We have to start with an understanding that what the Bible has to say is not just what its primary advocates in our culture think it has to say. And reading it in a way that pulls those other things--peace, justice, love, forgiveness, reconciliation, radical faith, daily practice--back to the forefront.

That's the kind of comment Garrett frequently makes in both books. He talks about his frustrations with the church but, at the same time, you understand that the lack of perfection of the church is no longer enough to drive him away. It did so, at one point, and he returned. I think a lot of us can relate to those frustrations; in fact, it seems like the flaws of church bodies, the interpretation and misinterpretation of scripture, and other discomforts with the church are popping up in spiritual nonfiction quite a bit, these days. A lot of us are believers, but can't seem to find our place in the believing world, in other words.

I love Greg Garrett's writing. The subtitle sounds a little like it's a "how-to" and I don't think you can look at it that way; it's more of an autobiographical account of how one man has taken his faith and put it to work. I truly enjoy reading about his experiences, frustrations, and his thoughts on Christianity. Both books are fascinating, moving reads that I highly recommend. I do advise reading them in order and I'm glad I managed to get my hands on a copy of his first book.

Many thanks to Audra of B & B Media for my copy of No Idea.

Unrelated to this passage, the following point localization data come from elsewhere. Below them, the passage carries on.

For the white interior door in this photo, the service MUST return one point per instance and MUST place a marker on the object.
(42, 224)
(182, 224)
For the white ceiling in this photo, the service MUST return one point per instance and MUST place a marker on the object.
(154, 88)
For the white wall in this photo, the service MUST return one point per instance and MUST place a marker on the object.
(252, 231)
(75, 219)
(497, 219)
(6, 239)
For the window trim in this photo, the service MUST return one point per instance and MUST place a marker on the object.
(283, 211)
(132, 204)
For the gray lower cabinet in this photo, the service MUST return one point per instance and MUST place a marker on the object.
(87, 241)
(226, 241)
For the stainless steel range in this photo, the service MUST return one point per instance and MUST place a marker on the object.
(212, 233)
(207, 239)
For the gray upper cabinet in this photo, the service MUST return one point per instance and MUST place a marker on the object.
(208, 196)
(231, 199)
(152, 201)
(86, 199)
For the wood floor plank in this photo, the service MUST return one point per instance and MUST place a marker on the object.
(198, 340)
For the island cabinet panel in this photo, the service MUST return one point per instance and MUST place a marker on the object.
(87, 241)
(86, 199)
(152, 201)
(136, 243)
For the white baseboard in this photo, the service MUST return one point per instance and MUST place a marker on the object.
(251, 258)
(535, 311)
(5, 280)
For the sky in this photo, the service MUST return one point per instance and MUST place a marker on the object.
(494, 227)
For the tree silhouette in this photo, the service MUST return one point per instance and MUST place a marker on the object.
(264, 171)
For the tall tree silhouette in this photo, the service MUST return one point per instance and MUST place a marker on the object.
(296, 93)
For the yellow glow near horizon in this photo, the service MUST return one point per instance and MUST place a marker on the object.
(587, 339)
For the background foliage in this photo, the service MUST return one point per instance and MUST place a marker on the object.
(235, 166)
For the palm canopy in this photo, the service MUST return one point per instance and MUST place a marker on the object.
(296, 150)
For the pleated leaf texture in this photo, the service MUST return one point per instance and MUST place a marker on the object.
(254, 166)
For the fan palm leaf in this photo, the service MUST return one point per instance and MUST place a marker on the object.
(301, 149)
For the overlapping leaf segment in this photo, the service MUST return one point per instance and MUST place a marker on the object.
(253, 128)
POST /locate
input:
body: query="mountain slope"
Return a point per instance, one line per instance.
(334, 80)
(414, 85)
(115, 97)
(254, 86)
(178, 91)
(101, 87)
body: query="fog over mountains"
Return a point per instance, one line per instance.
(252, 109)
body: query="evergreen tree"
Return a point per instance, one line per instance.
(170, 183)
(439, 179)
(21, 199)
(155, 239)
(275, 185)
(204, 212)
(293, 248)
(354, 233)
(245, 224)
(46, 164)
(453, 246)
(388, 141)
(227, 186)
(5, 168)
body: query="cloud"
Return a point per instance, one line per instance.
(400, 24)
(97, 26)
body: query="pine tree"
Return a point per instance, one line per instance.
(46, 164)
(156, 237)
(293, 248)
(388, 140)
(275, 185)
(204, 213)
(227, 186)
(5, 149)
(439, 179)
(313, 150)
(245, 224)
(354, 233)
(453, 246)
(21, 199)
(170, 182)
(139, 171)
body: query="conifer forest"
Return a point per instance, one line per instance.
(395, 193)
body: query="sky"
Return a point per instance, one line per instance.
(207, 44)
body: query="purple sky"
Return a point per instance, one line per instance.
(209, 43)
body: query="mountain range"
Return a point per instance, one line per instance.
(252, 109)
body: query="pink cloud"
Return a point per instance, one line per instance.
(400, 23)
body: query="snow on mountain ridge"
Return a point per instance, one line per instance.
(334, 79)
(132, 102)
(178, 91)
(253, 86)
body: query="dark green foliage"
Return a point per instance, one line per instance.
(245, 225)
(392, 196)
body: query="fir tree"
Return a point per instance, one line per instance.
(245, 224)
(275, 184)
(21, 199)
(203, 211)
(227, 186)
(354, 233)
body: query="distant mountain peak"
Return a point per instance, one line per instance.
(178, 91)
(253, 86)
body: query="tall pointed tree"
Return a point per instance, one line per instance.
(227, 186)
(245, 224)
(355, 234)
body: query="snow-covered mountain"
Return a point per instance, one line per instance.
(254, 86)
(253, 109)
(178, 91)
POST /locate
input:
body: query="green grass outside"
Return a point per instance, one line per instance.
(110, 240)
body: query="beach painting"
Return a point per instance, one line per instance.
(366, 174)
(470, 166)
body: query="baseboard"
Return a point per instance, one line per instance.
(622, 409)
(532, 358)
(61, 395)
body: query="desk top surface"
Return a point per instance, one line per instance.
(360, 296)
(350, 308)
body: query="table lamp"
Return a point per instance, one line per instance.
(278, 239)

Nano update: Stuck at 13,297 words. I don't like my story at all. While I do think the idea is great and has a lot of potential, it's just not the kind of book that lends itself to being pounded out quickly, in my humble opinion. So, I'm meditating on whether to continue or to go ahead and switch stories at Day 9. Rough decision. I'm going to sleep on it. Feel free to pummel me with opinions.

Reading update: I hastily read Found by Margaret Peterson Haddix on Friday and enjoyed it till the end, at which point I thought her explanation for the mystery was a little wanting. However, it's the first in a series and I'd like to continue on to the next book. So, I was rather horrified to find that the second book, Sent, will not be released in paperback until August of 2010. Argh! I don't want to mix hardbacks and paperbacks, so I'll wait.

Also just finished: $20 Per Gallon by Christopher Steiner. Having finished the review of No Idea, that means I'm still 5 reviews behind. The other 4 finished books: Found by Haddix, A Climate for Change by Hayhoe and Farley (I'll post a sneak peek chapter, tomorrow, just because I loved it so much), The Bible Salesman by Clyde Edgerton, and Pretties by Scott Westerfeld.

To be honest, I'd rather bury myself in books than write. Go ahead. Chew me out. I'm used to it. :)


  1. I really was intrigued by Crossing Myself when I picked it up in the bookstore today and now I am extra intrigued in this one, too. Thanks for the review!

    -Connie @ Constance Reader

  2. Connie,

    I really enjoyed both books - hope you do, too! Of the two, I'd have to say the first was more meaningful to me, but both are fascinating reads.